Hypothetische Einwilligung bei fehlender Aufklärung
Hypothetische Einwilligung trotz Aufklärungsfehler? Wann Ärzte sich darauf berufen und warum schon ein plausibler Entscheidungskonflikt des Patienten genügt?
Einleitung
Hypothetische Einwilligung wird für Patienten meist erst dann zum Problem, wenn nach einem Eingriff feststeht, dass über Risiken, Alternativen oder den richtigen Zeitpunkt der Behandlung nicht ordnungsgemäß aufgeklärt wurde. In vielen Arzthaftungsfällen folgt dann dieselbe Verteidigung: Der Patient hätte der Maßnahme ohnehin zugestimmt. Juristisch ist diese Linie anerkannt, aber eng begrenzt. Die fehlende Aufklärung bleibt zunächst ein schwerer Mangel, weil die Wirksamkeit der Einwilligung von einer ordnungsgemäßen Aufklärung abhängt. Der Arzt oder das Krankenhaus kann sich erst auf eine hypothetische Einwilligung berufen, wenn die gesetzlichen Voraussetzungen greifen. Für Patienten ist dabei entscheidend, dass kein sicherer Nachweis verlangt wird, man hätte den Eingriff definitiv abgelehnt. Es genügt regelmäßig, einen echten und nachvollziehbaren Entscheidungskonflikt darzulegen.
Rechtsgrundlagen
Die rechtliche Ausgangslage ist im Behandlungsvertrag geregelt.
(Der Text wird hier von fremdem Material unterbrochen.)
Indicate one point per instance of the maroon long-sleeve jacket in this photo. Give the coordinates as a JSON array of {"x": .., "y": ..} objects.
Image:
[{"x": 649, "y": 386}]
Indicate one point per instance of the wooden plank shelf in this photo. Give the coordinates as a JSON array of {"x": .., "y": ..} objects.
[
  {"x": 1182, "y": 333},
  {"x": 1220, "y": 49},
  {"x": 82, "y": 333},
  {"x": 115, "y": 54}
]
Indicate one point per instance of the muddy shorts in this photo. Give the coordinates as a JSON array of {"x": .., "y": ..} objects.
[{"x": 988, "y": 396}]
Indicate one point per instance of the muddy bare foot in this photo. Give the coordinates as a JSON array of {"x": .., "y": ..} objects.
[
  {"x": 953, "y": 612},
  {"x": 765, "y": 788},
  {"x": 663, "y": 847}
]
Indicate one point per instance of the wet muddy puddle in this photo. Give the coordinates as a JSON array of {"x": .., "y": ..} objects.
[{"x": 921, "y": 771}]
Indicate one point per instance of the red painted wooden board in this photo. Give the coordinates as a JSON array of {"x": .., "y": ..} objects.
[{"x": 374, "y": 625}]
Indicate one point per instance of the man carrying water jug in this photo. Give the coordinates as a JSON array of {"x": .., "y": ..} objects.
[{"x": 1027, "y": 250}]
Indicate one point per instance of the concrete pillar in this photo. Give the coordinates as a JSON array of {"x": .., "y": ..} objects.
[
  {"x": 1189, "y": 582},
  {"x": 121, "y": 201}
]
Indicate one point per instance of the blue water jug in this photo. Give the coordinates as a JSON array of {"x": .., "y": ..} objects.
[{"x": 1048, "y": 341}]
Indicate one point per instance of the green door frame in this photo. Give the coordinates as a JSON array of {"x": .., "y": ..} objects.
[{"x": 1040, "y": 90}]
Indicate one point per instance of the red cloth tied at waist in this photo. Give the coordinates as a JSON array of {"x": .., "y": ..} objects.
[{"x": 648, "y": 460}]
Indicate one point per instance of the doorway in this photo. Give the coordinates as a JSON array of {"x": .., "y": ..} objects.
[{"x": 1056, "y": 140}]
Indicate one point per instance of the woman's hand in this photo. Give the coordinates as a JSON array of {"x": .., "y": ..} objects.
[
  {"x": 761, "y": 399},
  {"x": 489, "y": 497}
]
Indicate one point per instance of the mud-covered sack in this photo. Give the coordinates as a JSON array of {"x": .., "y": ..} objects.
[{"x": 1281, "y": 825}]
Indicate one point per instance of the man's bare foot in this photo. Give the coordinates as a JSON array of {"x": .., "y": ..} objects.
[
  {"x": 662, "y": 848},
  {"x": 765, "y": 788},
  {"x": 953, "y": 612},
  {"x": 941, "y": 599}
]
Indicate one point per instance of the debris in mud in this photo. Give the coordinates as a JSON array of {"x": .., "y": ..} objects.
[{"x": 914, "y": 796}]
Nach § 630d BGB ist vor einer medizinischen Maßnahme die Einwilligung des Patienten einzuholen. Diese Einwilligung ist nach § 630d Abs. 2 BGB nur wirksam, wenn der Patient zuvor nach Maßgabe des § 630e BGB ordnungsgemäß aufgeklärt wurde. § 630e BGB verlangt eine Aufklärung über sämtliche für die Einwilligung wesentlichen Umstände, insbesondere über Art, Umfang, Durchführung, Folgen, Risiken sowie Notwendigkeit, Eignung und Erfolgsaussichten der Maßnahme.
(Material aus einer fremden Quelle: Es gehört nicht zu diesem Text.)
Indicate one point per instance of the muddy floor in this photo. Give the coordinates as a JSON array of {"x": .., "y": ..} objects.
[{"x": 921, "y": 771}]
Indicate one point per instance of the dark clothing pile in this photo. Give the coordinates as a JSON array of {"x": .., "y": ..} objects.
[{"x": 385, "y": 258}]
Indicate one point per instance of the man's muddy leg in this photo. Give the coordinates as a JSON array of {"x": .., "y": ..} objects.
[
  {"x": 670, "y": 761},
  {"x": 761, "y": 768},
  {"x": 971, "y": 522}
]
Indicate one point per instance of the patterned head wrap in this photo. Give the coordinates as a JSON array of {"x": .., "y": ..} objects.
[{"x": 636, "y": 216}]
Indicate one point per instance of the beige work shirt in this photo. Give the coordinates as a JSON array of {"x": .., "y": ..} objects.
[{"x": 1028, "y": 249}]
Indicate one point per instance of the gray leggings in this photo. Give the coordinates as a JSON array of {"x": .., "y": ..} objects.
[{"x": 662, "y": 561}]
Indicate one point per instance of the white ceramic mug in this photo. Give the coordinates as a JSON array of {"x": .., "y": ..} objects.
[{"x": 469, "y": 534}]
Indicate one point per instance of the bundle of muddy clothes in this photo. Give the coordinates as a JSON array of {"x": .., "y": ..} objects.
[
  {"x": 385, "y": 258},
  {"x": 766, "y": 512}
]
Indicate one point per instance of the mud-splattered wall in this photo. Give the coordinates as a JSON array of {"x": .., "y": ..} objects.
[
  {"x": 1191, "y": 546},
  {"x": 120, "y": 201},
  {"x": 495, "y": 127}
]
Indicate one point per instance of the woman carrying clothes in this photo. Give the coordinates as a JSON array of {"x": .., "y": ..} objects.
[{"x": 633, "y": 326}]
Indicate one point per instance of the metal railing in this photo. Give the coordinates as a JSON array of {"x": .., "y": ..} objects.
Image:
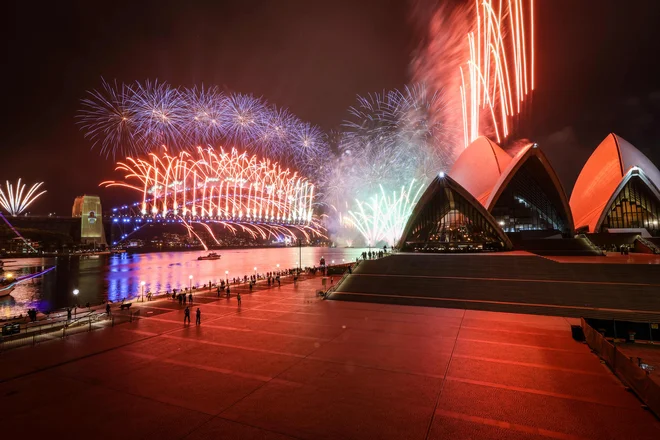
[
  {"x": 652, "y": 247},
  {"x": 33, "y": 333},
  {"x": 625, "y": 368}
]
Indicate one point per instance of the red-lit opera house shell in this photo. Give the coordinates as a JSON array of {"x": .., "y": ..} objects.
[
  {"x": 611, "y": 166},
  {"x": 479, "y": 167}
]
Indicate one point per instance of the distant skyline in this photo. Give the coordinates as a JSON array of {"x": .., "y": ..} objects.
[{"x": 596, "y": 72}]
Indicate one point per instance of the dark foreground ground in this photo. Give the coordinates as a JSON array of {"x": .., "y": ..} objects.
[
  {"x": 613, "y": 287},
  {"x": 288, "y": 365}
]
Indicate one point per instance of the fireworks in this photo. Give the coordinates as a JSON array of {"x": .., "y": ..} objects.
[
  {"x": 383, "y": 217},
  {"x": 235, "y": 190},
  {"x": 499, "y": 75},
  {"x": 16, "y": 200},
  {"x": 482, "y": 55},
  {"x": 138, "y": 118},
  {"x": 389, "y": 139}
]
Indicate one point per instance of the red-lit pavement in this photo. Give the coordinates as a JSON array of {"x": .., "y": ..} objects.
[{"x": 289, "y": 365}]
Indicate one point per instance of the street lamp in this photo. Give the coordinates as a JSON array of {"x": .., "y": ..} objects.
[{"x": 75, "y": 310}]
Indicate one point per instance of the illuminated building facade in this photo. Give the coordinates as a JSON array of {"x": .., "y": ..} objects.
[
  {"x": 617, "y": 190},
  {"x": 88, "y": 209},
  {"x": 448, "y": 218}
]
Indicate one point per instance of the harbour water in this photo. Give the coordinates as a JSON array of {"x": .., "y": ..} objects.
[{"x": 114, "y": 277}]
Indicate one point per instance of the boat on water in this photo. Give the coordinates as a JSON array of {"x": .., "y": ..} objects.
[
  {"x": 7, "y": 286},
  {"x": 211, "y": 256}
]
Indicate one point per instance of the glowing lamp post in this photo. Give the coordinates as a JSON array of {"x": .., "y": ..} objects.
[{"x": 75, "y": 310}]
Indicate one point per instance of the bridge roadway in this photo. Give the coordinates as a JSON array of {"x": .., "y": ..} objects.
[
  {"x": 288, "y": 365},
  {"x": 610, "y": 287}
]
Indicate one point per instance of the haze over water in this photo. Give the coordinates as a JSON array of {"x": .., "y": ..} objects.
[{"x": 115, "y": 277}]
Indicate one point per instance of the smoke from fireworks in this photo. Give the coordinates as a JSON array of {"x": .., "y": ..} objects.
[
  {"x": 383, "y": 217},
  {"x": 389, "y": 139},
  {"x": 16, "y": 199},
  {"x": 141, "y": 117}
]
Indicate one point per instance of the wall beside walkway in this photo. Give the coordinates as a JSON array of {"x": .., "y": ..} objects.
[{"x": 626, "y": 369}]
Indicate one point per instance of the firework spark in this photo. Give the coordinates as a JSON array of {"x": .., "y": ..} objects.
[
  {"x": 383, "y": 217},
  {"x": 499, "y": 75},
  {"x": 388, "y": 139},
  {"x": 139, "y": 118},
  {"x": 16, "y": 199},
  {"x": 228, "y": 188}
]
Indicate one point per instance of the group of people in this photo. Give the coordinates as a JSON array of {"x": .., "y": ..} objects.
[
  {"x": 186, "y": 316},
  {"x": 182, "y": 297},
  {"x": 32, "y": 314},
  {"x": 374, "y": 254}
]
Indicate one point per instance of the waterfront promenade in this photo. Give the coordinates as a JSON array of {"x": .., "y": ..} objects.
[{"x": 287, "y": 364}]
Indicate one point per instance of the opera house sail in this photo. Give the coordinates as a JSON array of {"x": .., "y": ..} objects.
[
  {"x": 617, "y": 190},
  {"x": 448, "y": 218},
  {"x": 529, "y": 196}
]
Für den Prozess ist § 630h Abs. 2 BGB zentral. Danach muss der Behandelnde beweisen, dass eine wirksame Einwilligung eingeholt und ordnungsgemäß aufgeklärt wurde. Genügt die Aufklärung diesen Anforderungen nicht, kann sich der Behandelnde zwar darauf berufen, der Patient hätte auch bei ordnungsgemäßer Aufklärung eingewilligt. Genau das ist die sogenannte hypothetische Einwilligung. Sie beseitigt den Aufklärungsfehler aber nicht. Sie kann nur die haftungsrechtliche Kausalität entfallen lassen. Anspruchsgrundlagen für Schadensersatz bleiben im Regelfall § 280 Abs. 1 BGB und daneben deliktisch § 823 Abs. 1 BGB.
Analyse
In der Praxis liegt der Streit selten in der bloßen Frage, ob aufgeklärt wurde. Umkämpft ist meist, ob die unzureichende Aufklärung für den Eingriff tatsächlich ursächlich war. Genau an dieser Stelle setzt die hypothetische Einwilligung an. Ärzte und Krankenhäuser argumentieren dann, der Patient hätte sich auch bei ordnungsgemäßer Aufklärung nicht anders entschieden. Der Bundesgerichtshof lässt diesen Einwand grundsätzlich zu, stellt aber strenge Anforderungen, damit das Selbstbestimmungsrecht des Patienten nicht im Nachhinein ausgehöhlt wird.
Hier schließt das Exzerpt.